Note--Fault Tolerance

Types of issues that can cause an RPC to fail

Unreliable networks

Network errors can be transient or persistent. Transient errors disappear upon retrying the same network request and are usually caused by a spike in network traffic. Persistent errors require external intervention to be resolved. For instance, incorrect DNS configurations can cause a microservice or even an entire cluster to be unreachable.

Application-level bugs

Bugs are an inevitable part of software development, even the best testing suites and CI pipelines can't prevent them from disrupting RPCs. When using distributed deployments, bugs may only affect a subset of a microservice's replicas. Retrying the request with a different replica can solve the problem. If the bug has affected all replicas, the RPC will fail without external intervention. Systems should be designed to continue normal operations despite bugs.

Database-level errors

Issues can arise if a microservice is dependent on a database. For example, if the connection fails or if the database server is down or under heavy load, the microservice may return an empty response or an exception. It is important for the client to detect these errors and respond accordingly to avoid problems.

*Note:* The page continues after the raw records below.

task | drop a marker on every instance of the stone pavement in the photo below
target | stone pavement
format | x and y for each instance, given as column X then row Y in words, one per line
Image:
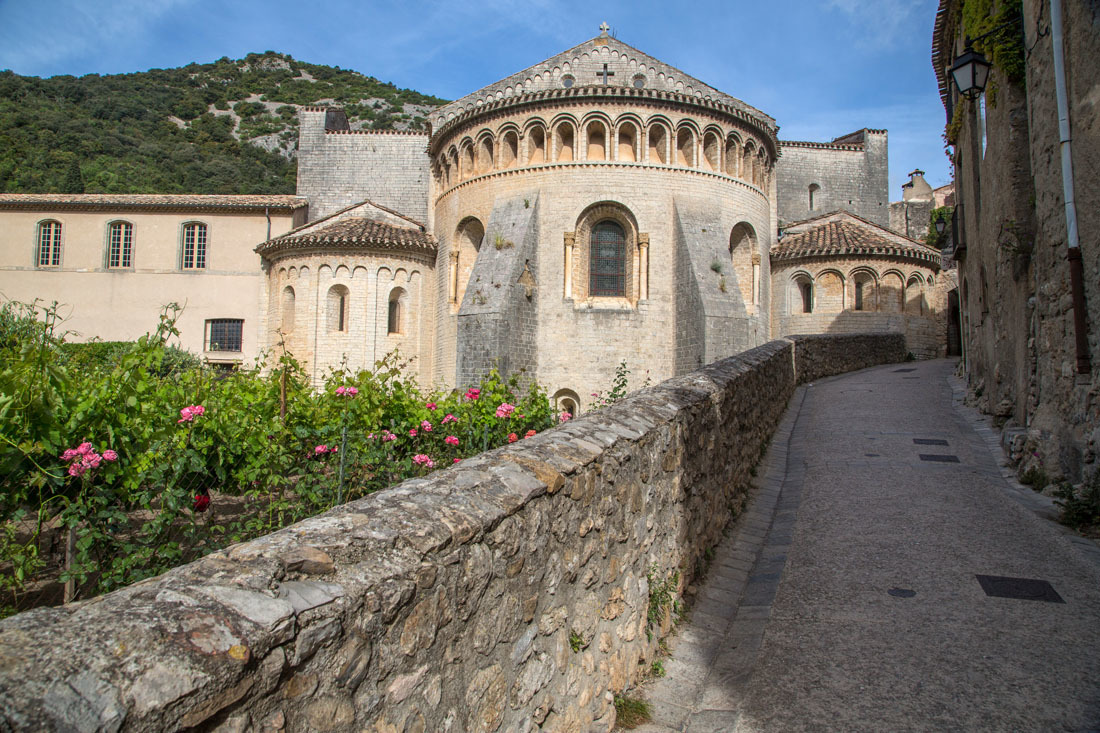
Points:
column 847, row 597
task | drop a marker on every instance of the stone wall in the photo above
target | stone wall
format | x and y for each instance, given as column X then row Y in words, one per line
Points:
column 340, row 167
column 508, row 592
column 850, row 174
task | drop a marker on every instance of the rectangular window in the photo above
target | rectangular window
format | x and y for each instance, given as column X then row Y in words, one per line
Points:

Strategies to handle RPC failures

Retrying a failed RPC

exponential backoff algorithm.

Rerouting traffic from a faulty microservice to a healthy one

When the load balancer detects an unresponsive replica, it can redirect traffic going to that replica to healthy ones.

Adding a fallback path to the RPC

Fallbacks use an alternative communication link to recover from persistent communication link errors. If none of the available microservice replicas can process an RPC, the result is fetched from another source. This service should be independent from the primary path. Degraded performance is preferred over unavailability. Fallbacks.

Ref

Building Fault Tolerance with RPC Fallbacks in DoorDash's Microservices

Failures are inevitable, so building fault tolerance through retries, replication, and fallbacks is critical to ensuring a positive user experience

https://doordash.engineering/2022/06/07/improving-fault-tolerance-with-rpc-fallbacks-in-doordashs-microservices/

Failure models

Failure models provide us a framework to reason about the impact of failures and possible ways to deal with them.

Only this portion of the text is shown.